Update.

2000-09-18  Ulrich Drepper  <drepper@redhat.com>

	* version.h (VERSION): Bump to 2.1.94.

	* malloc/mtrace.c (mtrace): Mark stream as close on exec.

2000-09-17  Bruno Haible  <haible@clisp.cons.org>

	* iconvdata/utf-16.c (BODY for TO_LOOP): Reject UCS-4 input in the
	range 0xD800..0xDFFF.
	* iconvdata/unicode.c (BODY for TO_LOOP): Likewise.
	(BODY for FROM_LOOP): Likewise.
	* iconv/gconv_simple.c (ucs2_internal_loop): Likewise.
	(internal_ucs2_loop): Likewise.
	(ucs2reverse_internal_loop): Likewise.
	(internal_ucs2reverse_loop): Likewise.

2000-09-17  Bruno Haible  <haible@clisp.cons.org>

	* iconvdata/utf-16.c (gconv_init): Add missing slashes to encoding
	names.

2000-09-17  Bruno Haible  <haible@clisp.cons.org>

	* iconvdata/tst-table-from.c (main): Fix test for error on stdout.
	* iconvdata/tst-table-to.c (main): Likewise.
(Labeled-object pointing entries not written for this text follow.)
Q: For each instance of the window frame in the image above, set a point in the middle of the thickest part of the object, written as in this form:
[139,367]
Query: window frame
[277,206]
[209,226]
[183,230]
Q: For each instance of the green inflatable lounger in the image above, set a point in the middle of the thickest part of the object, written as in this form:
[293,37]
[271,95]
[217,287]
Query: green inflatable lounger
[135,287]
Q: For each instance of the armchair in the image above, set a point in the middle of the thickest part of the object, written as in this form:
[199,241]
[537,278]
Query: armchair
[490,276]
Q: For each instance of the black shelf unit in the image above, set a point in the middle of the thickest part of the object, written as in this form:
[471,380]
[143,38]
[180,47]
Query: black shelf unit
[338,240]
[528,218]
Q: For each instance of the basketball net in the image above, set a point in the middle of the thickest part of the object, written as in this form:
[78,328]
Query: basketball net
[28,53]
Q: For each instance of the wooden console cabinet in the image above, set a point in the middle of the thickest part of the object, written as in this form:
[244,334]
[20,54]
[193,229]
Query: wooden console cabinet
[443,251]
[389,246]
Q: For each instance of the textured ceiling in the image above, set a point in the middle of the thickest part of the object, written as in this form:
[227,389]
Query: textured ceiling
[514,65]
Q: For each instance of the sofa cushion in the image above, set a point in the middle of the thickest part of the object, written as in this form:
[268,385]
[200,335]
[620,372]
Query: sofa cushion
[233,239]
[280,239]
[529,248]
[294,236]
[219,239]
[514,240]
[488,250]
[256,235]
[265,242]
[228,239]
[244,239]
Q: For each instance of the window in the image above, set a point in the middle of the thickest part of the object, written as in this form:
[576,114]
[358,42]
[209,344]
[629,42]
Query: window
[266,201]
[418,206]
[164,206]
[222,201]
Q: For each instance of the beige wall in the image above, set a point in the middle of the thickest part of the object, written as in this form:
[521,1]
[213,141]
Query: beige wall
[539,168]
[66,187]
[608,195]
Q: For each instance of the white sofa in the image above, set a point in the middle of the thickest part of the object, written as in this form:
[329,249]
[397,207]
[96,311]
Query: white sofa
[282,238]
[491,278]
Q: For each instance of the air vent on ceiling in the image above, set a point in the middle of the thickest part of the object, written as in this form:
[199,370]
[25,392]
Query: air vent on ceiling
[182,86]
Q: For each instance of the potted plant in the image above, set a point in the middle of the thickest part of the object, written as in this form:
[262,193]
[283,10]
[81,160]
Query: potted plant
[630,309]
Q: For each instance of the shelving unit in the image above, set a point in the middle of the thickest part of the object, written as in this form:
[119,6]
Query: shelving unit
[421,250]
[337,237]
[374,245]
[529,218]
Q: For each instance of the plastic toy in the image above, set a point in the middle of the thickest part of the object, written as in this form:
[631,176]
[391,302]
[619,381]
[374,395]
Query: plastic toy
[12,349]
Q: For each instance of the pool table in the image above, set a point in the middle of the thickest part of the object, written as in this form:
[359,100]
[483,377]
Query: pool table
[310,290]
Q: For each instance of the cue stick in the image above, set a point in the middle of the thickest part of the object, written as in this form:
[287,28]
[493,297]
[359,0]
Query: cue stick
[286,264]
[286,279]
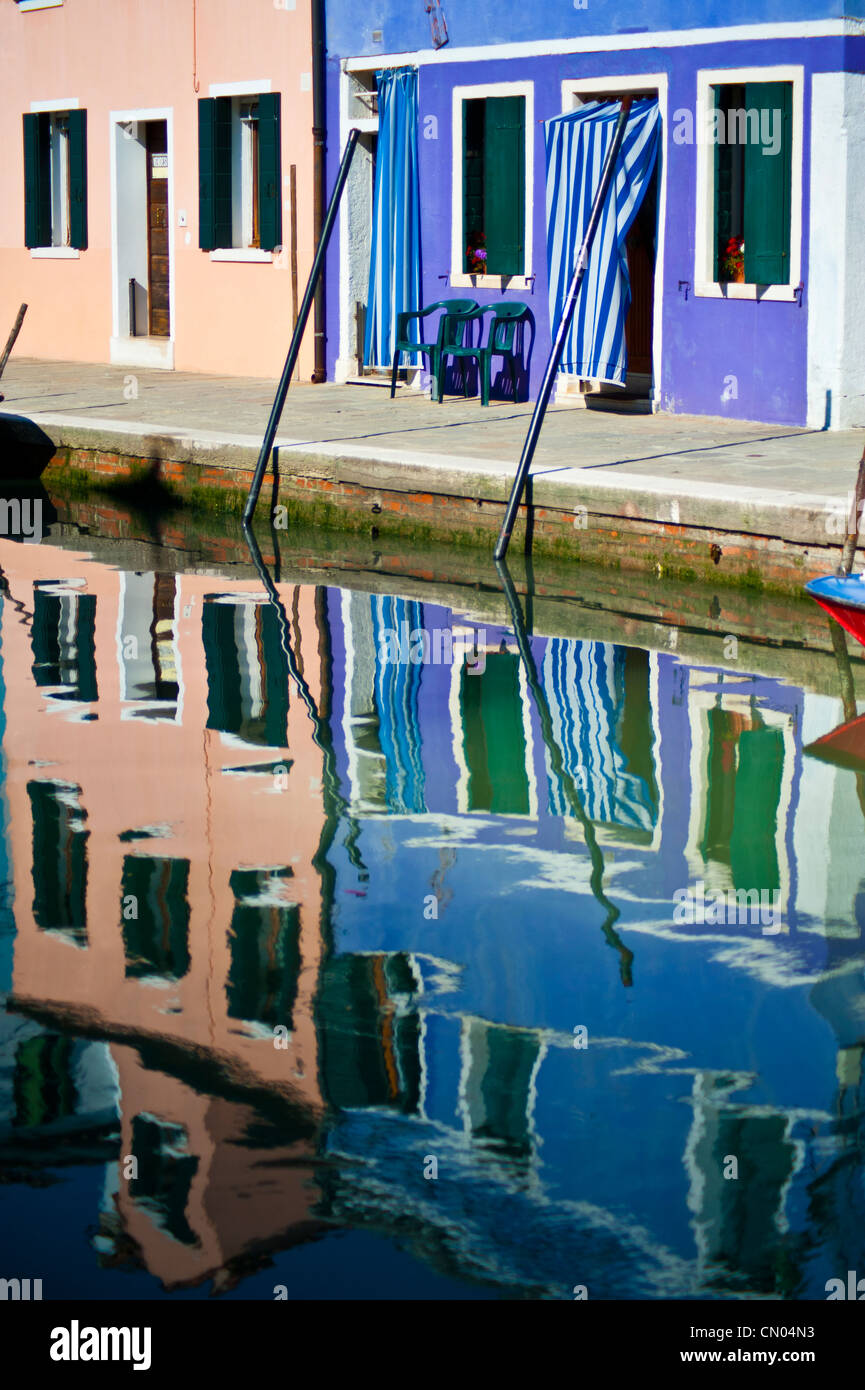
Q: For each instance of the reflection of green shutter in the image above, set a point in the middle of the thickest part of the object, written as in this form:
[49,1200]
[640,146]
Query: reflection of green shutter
[758,787]
[505,184]
[264,943]
[78,180]
[473,174]
[156,943]
[723,185]
[270,173]
[768,186]
[214,173]
[36,180]
[494,738]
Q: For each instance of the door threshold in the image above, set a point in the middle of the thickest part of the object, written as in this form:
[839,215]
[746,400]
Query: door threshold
[374,381]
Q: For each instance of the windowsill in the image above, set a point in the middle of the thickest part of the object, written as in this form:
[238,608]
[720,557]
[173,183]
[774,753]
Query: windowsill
[54,253]
[461,281]
[244,253]
[732,289]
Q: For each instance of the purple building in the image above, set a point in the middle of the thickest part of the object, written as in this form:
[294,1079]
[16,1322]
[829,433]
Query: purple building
[733,275]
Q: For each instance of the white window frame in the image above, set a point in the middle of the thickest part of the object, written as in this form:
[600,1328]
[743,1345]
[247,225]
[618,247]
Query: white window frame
[705,285]
[241,174]
[59,156]
[59,180]
[142,352]
[575,93]
[459,278]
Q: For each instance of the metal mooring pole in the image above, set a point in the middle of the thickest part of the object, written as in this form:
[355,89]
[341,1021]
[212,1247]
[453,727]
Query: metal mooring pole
[854,523]
[555,355]
[273,424]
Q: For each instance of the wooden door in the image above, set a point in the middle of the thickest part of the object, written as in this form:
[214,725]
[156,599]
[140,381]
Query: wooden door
[640,246]
[157,230]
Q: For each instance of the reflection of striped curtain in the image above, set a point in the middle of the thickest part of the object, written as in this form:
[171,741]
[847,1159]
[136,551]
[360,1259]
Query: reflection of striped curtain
[576,149]
[581,688]
[395,253]
[397,691]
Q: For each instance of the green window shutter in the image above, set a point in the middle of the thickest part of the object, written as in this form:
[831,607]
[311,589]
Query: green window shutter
[505,185]
[768,186]
[270,173]
[214,173]
[36,180]
[78,180]
[473,174]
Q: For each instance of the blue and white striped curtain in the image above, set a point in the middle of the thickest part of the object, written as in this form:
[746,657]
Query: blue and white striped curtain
[395,255]
[576,149]
[586,706]
[397,694]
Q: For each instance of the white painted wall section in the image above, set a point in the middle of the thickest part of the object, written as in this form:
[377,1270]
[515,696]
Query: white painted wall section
[836,266]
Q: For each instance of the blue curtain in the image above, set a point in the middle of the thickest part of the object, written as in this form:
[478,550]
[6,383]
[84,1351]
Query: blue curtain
[576,149]
[397,695]
[395,253]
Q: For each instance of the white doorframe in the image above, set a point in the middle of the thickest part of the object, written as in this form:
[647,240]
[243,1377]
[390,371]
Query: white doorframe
[141,350]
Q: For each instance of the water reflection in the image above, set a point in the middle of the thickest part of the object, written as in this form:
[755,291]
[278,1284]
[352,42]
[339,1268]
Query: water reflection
[305,937]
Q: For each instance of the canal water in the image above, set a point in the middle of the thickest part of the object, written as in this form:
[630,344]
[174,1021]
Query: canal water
[351,948]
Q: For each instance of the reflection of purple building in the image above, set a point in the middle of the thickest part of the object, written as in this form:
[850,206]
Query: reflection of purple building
[741,257]
[466,877]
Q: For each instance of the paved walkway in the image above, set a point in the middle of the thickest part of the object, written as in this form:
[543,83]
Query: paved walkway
[704,471]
2000-09-17  Bruno Haible  <haible@clisp.cons.org>

	* iconvdata/iso-ir-165.c (__isoir165_from_tab): Renamed from
	__isoir165_tab.
	* iconvdata/cns11643.h (__cns11643l1_to_ucs4_tab): New declaration.
	* iconvdata/iso-2022-cn-ext.c: Include "cns11643.h".
	(GB7590_set, GB13132_set, CNS11643_3_set, CNS11643_4_set,
	CNS11643_5_set, CNS11643_6_set, CNS11643_7_set): Change enum values.
	(BODY for FROM_LOOP): Fix buffer overrun. Treat CNS11643 plane 3.
	Return __GCONV_INCOMPLETE_INPUT instead of __GCONV_EMPTY_INPUT.
	(BODY for TO_LOOP): Fix usage of `set' vs. `used'.  Fix typo that
	caused GB2312 to be used instead of ISO-IR-165. Treat CNS11643
	plane 3.  Fix shift sequences. Output announcement for SS2 and SS3
	encodings when needed.  When outputting an announcement, don't clear
	most other announcements.

2000-09-17  Bruno Haible  <haible@clisp.cons.org>

	* iconvdata/iso-2022-cn.c (BODY for FROM_LOOP): Fix buffer overrun.
	(BODY for TO_LOOP): Fix usage of `set' vs. `used'.

2000-09-14  Bruno Haible  <haible@clisp.cons.org>

	* intl/Versions: Add bind_textdomain_codeset.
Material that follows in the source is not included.